### This project parses 3 TB nested Json file into csv using pyspark along with sparksql for further analysis

# Attention !! All the data used is test data for only partial data from Dec 30,2015. For complete version, please check other files

# Read Json, parse

## Import dependencies

In [291]:
import pyspark
from pyspark.sql import SQLContext
from scipy.interpolate import interp1d # import dependency

In [290]:
sc
sqlContext = SQLContext(sc)

## Read JSON File

In [None]:
bus_file='test.jsons'
bus = sqlContext.read.json(bus_file)
bus.registerTempTable("bus")

## Show Schema

In [None]:
bus.printSchema()

## load and apply SQL Query

In [None]:
with open("spark_extract.sql") as fr:
     query = fr.read()
output = sqlContext.sql(query)

## Flatten the list

### Method A

In [None]:
import itertools
def extract(parts):
    for p in parts:
        for o in itertools.izip(p.Line,p.Latitude,p.Longitude,p.RecordedAtTime,p.vehicleID,p.Trip,p.TripDate):
            yield o

### Method B

In [None]:
def parse_list(p):
    if p.ROUTE_ID!=None:
        return zip(p.ROUTE_ID,p.latitude,p.longitude,p.recorded_time\
                   ,p.vehicle_id,p.TRIP_ID,p.tripdate,p.SHAPE_ID\
                   ,p.STOP_ID,p.distance_stop,p.distance_shape,p.status,p.destination)
    else:
        return []

## Tranfer time to Unix time for interpolatation

In [None]:
import time
import dateutil.parser
def unix_time(x):
    dt = dateutil.parser.parse(x)
    return time.mktime(dt.timetuple())

## Interpolate function

## Method A

In [None]:
def findIncreasingList(parts):
    prev = 0
    for record in parts:
        if record[-1]<prev:
            return
        prev = record[-1]
        yield record

In [None]:
from scipy.interpolate import interp1d # import dependency
def predict(x):
    pre_x = [p[-1] for p in x if p[-1]!=None]
    if len(pre_x) >= 2:
        pre_y = [unix_time(p[1]) for p in x if p[-1]!=None]
        f = interp1d(pre_x, pre_y)
    else:
        return []
    return findIncreasingList([(p[0],p[2],p[3],f(p[-1]+p[-2]))\
                               for p in x if p[-1]!=None and (p[-1]+p[-2]) <= pre_x[-1]])

## method b

In [None]:
from scipy.interpolate import interp1d
def predict_map(x):
    train_y = [unix_time(p[3]) for p in x if p[-3]!=None ]
    if len(train_y) >= 2:
        train_x = [p[-3] for p in x if p[-3]!=None]
        f = interp1d(train_x, train_y)
        distance = [(p[-3]+p[-4]) for p in x \
                    if p[-3]!=None and (p[-3]+p[-4]) <= train_x[-1]]
        stoptimes = f(distance)
        stops = [p[-5] for p in x if p[-3]!=None]
    else:
        return[]
    return map(lambda a,b: (a,b), stops,stoptimes)
    #return [(p[-4],f(p[-2]+p[-3])) for p in x if (p[-2]!=None and p[-3]!=None) and (p[-2]+p[-3]) <= pre_x[-1]] 

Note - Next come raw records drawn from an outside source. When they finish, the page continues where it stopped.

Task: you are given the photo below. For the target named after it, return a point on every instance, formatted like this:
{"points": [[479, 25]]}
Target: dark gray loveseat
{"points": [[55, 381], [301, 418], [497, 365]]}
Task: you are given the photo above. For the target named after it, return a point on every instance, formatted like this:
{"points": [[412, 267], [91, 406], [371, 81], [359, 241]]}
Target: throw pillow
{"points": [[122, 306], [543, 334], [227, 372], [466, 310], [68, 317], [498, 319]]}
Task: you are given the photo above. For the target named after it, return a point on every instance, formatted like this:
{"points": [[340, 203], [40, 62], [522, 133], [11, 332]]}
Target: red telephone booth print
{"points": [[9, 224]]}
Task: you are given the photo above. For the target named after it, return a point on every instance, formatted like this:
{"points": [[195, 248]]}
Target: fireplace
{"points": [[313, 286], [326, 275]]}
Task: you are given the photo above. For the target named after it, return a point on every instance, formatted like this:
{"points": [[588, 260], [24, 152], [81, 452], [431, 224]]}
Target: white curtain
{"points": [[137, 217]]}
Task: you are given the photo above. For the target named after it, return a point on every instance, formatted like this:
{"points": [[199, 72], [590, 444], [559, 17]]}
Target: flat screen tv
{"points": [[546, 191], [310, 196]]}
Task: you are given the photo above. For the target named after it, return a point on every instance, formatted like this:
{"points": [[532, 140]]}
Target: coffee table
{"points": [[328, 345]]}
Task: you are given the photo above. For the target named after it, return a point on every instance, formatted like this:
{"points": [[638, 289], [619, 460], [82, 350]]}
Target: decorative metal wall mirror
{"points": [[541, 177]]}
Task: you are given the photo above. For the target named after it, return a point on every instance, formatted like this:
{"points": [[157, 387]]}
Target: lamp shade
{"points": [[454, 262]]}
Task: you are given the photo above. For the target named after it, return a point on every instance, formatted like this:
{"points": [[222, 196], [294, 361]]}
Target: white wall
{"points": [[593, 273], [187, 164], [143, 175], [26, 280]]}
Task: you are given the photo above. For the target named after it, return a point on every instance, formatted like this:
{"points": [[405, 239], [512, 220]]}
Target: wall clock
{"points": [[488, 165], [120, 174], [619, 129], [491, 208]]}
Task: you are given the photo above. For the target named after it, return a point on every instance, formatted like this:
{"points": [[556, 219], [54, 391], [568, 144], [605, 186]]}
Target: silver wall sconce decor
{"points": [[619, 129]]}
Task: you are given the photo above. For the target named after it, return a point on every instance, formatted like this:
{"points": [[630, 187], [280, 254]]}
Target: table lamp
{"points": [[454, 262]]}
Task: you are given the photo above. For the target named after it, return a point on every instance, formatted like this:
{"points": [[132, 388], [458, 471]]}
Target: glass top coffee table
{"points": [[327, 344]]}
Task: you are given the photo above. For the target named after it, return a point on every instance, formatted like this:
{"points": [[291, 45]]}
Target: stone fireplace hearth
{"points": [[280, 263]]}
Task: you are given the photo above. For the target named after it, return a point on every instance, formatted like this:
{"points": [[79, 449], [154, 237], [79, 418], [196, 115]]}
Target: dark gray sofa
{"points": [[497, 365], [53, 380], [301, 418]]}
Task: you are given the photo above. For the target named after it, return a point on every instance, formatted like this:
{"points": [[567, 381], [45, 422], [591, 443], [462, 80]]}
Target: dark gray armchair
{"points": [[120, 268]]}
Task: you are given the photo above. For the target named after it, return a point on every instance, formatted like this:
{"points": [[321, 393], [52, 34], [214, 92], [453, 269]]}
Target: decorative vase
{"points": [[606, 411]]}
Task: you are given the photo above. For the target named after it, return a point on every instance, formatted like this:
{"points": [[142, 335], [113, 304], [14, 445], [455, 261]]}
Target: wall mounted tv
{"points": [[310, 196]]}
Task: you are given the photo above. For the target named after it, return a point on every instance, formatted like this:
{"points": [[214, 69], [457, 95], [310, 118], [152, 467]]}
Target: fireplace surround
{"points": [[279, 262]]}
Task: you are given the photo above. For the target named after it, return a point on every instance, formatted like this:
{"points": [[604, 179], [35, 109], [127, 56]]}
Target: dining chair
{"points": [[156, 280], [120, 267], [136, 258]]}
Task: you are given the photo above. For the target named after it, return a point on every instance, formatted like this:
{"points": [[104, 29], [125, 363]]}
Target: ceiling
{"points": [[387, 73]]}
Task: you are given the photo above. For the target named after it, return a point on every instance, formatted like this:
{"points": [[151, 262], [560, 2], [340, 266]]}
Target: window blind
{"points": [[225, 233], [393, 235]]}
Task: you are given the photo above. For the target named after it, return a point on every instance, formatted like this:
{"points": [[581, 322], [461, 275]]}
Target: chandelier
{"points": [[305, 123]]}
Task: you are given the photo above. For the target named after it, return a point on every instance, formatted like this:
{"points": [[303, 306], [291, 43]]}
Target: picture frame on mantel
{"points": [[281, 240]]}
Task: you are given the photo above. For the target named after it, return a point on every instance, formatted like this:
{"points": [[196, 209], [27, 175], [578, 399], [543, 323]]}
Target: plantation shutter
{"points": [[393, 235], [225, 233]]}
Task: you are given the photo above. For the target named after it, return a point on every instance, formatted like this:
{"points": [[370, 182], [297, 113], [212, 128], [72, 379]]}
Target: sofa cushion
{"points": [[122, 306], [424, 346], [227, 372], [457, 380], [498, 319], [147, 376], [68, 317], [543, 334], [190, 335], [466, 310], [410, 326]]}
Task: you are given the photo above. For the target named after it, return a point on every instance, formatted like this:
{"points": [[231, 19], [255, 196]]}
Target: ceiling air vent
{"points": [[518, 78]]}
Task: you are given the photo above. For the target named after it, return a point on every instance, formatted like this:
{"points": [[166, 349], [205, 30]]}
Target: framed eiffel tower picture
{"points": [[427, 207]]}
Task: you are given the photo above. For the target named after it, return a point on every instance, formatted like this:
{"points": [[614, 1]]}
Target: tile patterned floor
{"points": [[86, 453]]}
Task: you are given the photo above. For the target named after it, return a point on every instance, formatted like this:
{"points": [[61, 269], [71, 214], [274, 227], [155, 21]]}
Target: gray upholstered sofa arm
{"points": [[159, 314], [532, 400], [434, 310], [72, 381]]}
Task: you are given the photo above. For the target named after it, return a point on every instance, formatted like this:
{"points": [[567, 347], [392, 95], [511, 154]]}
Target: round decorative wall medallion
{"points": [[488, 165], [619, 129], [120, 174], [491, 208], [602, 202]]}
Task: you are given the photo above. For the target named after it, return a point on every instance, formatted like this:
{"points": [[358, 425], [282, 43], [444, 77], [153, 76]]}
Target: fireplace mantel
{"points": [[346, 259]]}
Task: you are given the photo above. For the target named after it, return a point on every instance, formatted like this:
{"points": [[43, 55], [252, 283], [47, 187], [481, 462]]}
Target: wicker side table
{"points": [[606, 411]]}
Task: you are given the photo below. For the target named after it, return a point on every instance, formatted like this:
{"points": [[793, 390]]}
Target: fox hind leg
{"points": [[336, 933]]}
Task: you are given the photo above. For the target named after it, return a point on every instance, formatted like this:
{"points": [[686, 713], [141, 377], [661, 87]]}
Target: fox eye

## Groupby Date and Line & Apply Interpolation

## Simple Extraction

In [None]:
output.flatMap(parse_list)\
      .take(2)

## Group By TRIP_ID and Date

In [None]:
output.flatMap(parse_list)\
      .map(lambda x:((x[5],x[6]),x)).groupByKey()\
      .map(lambda x: x[1])\
      .take(10)

## Groupbykey and Apply Interpolation

In [None]:
output.flatMap(parse_list)\
      .map(lambda x:((x[5],x[6]),(x[0],x[3],x[5],x[8],x[-4],x[-3])))\
      .groupByKey()\
      .flatMap(lambda x: predict(x[1]))\
      .take(10)

## Remove the prefix, timezones and save as CSV

In [None]:
output.flatMap(parse_list)\
      .map(lambda x:((x[5],x[6]),(x[0],)).groupByKey() \
      .flatMap(lambda x: predict(x[1]))\
      .map(lambda x: ",".join(map(str, x)))\
      .map(lambda x: x.replace('MTA NYCT_', '').replace('MTABC_','').replace('MTA_','').replace('-05:00',''))\
      .saveAsTextFile('stoptimes')

# Read From CSV and SQL Manupilation

## Import dependencies

In [5]:
from pyspark.sql.types import *

## Reset Schemas and Indexing

In [None]:
customSchema = StructType([StructField("ROUTE_ID", StringType(), True),\
                           StructField("latitude", DoubleType(), True),\
                           StructField("longitude", DoubleType(), True),\
                           StructField("recorded_time", StringType(), True),\
                           StructField("vehicle_id", StringType(), True),\
                           StructField("TRIP_ID", StringType(), True),\
                           StructField("tripdate", DateType(), True),\
                           StructField("SHAPE_ID", StringType(), True),\
                           StructField("STOP_ID", StringType(), True),\
                           StructField("distance_stop", StringType(), True),\
                           StructField("distance_shape", StringType(), True),\
                           StructField("status", StringType(), True),\
                           StructField("destination", StringType(), True)])             

In [20]:
stop_times_schema = StructType([StructField("trip_id", StringType(), True),\
                           StructField("arrival_time", StringType(), True),\
                           StructField("departure_time", StringType(), True),\
                           StructField("stop_id", StringType(), True),\
                           StructField("stop_sequence", StringType(), True),\
                           StructField("pickup_type", StringType(), True),
                           StructField("drop_off_type", StringType(), True)])

In [21]:
real_stoptimes_schema = StructType([StructField("ROUTE_ID", StringType(), True),\
                           StructField("TRIP_ID", StringType(), True),\
                           StructField("STOP_ID", StringType(), True),\
                           StructField("time",IntegerType(), True)])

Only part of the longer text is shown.